Jabez Liddell, his wife, Martha Louisa, and their family were interned at Winburg 23 and Bloemfontein. 24 There are no surviving official records of their internment either, but there is some oral history amongst their descendants. They went to the Winburg camp initially, but there is no record of when:
|Winburg Concentration Camp
Their infant daughter, Mary Eliza Liddell, aged 6 months, died there on 17 October 1901 of measles and broncho-pneumonia – the lethal combination. They must, therefore, have gone to the camp in the same January 1901 to June 1901 period as the other family members did. They had been living and working on Bethel in the lead up to the war so this internment at Winburg suggests that they may well have been somewhere else when interned.
They were later transferred to the Bloemfontein camp which is where they were when the war ended. The family history indicates that they then returned to Bethel for a period before moving to Brakpan in the Transvaal which is where both Jabez and Martha Louisa died – he in 1938 and she in 1964.

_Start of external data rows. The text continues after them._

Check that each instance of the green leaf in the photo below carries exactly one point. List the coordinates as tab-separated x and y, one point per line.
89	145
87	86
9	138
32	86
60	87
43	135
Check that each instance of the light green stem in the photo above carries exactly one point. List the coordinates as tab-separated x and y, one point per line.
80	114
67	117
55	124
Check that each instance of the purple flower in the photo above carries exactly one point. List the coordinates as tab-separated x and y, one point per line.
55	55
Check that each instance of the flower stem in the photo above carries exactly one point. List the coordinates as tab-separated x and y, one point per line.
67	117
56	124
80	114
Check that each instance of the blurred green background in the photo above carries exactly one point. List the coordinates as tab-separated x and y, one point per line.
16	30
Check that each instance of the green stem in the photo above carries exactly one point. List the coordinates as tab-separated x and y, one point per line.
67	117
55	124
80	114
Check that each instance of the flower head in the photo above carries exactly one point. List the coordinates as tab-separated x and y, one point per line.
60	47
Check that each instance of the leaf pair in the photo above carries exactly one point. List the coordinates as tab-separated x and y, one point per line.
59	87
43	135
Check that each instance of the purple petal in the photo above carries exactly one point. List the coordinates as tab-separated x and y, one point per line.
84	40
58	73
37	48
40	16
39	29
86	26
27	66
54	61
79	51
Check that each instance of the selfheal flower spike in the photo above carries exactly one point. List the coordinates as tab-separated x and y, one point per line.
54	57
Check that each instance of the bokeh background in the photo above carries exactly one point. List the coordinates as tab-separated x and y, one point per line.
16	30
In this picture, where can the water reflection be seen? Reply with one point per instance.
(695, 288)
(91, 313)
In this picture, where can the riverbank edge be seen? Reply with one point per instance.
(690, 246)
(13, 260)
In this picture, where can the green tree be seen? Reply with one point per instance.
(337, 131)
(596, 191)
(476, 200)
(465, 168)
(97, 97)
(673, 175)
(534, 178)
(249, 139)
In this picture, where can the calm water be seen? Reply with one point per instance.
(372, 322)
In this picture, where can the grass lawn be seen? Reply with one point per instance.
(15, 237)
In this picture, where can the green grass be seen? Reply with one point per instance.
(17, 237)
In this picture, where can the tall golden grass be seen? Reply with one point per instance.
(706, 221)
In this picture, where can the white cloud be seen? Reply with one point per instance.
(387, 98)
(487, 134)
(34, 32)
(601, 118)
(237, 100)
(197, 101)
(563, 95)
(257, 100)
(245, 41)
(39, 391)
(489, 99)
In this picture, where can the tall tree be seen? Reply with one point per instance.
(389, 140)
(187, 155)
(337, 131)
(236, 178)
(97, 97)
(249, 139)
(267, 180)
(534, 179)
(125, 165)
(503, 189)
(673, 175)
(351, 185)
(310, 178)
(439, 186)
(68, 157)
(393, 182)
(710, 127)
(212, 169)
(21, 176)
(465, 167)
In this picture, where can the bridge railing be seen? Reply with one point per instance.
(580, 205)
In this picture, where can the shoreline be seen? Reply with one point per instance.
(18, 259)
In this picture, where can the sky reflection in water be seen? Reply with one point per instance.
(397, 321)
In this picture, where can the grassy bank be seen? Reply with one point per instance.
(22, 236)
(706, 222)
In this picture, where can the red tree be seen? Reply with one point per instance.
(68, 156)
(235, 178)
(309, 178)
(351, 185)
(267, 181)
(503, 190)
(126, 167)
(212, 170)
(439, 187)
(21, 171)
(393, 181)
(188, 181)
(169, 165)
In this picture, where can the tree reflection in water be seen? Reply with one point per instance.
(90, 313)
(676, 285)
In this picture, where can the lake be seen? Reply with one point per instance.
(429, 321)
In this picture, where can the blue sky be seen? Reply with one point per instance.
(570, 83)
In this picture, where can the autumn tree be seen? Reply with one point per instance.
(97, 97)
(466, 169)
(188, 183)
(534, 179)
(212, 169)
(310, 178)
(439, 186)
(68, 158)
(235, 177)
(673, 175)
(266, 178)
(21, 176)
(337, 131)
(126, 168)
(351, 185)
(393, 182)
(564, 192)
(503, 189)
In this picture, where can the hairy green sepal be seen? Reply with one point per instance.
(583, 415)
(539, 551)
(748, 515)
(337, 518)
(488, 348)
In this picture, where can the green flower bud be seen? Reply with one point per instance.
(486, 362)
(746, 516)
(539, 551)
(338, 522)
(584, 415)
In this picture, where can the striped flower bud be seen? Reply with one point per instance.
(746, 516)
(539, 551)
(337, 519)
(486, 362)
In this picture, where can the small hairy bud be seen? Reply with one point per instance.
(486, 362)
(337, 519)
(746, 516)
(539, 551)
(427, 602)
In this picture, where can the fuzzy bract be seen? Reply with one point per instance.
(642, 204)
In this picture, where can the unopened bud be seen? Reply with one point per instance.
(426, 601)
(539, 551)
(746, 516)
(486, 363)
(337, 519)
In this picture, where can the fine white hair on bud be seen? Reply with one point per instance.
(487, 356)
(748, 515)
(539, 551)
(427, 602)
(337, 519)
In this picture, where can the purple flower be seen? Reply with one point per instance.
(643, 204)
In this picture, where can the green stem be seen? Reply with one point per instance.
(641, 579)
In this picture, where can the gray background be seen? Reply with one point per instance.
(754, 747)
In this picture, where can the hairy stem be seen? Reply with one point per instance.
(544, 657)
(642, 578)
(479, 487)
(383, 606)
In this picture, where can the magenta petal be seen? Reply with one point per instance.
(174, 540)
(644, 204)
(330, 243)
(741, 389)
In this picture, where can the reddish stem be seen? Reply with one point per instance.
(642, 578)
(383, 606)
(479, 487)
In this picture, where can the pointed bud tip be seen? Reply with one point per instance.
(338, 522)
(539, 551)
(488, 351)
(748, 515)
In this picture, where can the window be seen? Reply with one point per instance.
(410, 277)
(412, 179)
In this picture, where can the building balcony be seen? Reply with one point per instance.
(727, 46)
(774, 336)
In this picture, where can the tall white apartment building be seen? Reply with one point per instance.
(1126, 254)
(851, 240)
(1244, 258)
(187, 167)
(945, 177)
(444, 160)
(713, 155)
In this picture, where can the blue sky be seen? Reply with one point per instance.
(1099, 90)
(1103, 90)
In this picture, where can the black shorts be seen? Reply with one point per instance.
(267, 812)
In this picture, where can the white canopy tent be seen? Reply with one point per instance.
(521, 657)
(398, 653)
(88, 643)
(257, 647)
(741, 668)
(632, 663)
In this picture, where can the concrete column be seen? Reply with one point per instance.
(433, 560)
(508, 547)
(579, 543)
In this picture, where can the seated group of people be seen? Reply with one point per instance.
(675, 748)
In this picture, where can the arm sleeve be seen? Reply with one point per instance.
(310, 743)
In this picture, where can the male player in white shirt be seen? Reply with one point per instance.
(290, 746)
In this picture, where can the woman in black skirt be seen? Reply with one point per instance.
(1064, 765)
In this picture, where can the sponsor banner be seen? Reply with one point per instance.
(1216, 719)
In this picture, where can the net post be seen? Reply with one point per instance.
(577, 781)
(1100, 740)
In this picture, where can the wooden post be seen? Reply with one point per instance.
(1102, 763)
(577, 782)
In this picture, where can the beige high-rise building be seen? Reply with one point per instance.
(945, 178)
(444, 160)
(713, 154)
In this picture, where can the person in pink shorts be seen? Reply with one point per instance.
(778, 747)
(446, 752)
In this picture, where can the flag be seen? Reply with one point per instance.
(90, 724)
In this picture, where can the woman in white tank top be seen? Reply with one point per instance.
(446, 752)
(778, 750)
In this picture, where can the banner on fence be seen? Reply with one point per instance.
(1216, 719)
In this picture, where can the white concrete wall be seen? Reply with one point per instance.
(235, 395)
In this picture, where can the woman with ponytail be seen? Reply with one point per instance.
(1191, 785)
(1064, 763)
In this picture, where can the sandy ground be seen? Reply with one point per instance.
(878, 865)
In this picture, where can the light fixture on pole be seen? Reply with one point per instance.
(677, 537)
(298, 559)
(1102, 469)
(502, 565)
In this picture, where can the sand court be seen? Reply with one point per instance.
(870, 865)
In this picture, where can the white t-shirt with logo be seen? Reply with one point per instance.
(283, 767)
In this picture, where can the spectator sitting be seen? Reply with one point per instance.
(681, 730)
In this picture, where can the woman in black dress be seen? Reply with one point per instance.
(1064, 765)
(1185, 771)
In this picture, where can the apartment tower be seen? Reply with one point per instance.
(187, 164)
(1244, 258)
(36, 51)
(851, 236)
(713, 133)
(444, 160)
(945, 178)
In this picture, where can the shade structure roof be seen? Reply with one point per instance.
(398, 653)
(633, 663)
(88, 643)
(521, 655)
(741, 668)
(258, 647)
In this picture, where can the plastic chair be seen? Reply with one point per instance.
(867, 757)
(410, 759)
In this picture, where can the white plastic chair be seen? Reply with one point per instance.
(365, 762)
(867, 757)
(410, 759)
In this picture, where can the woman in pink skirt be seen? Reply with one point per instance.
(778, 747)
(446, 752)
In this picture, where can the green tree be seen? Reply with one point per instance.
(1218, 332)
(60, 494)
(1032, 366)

Martha Louisa retained an intense antagonism to the British until her death which, together with the fact that they were interned past the end of the war, suggests that they were forced inmates. Jabez did not make a claim for compensation after the war so there is no hint from that direction. His daughter’s death certificate, however, notes that the family was living in a cottage and Jabez was allowed to work as a Ganger which possibly indicates that they were voluntary inmates. (Jeff Leader Pvt. Comm.)
The Lyons family of Bethlehem
Alice Liddell, her husband, Joseph Lyons, and their family lived in Bethlehem and owned the farm Verliesfontein at Clarens. I have not been able to find any information relating to them in respect of the war. As residents of Bethlehem, they were obviously impacted by the comings and goings of the two warring parties, each with their own requirements for the citizenry, but I have no information on what the specific impacts might have been on the family. The fact that they were not part of the removal of “undesirables” from Bethlehem to the Harrismith camp in August 1901 indicates that they were probably, like most of their family, inclined to the British side.
It is a similar story with respect to the farm which was undoubtedly criss-crossed by British columns, British patrols and Boer commandos and wagon trains. The only references I can find are to the fact that the farm was very close to Surrender Hill and that its name has the ironic meaning of “Loss”.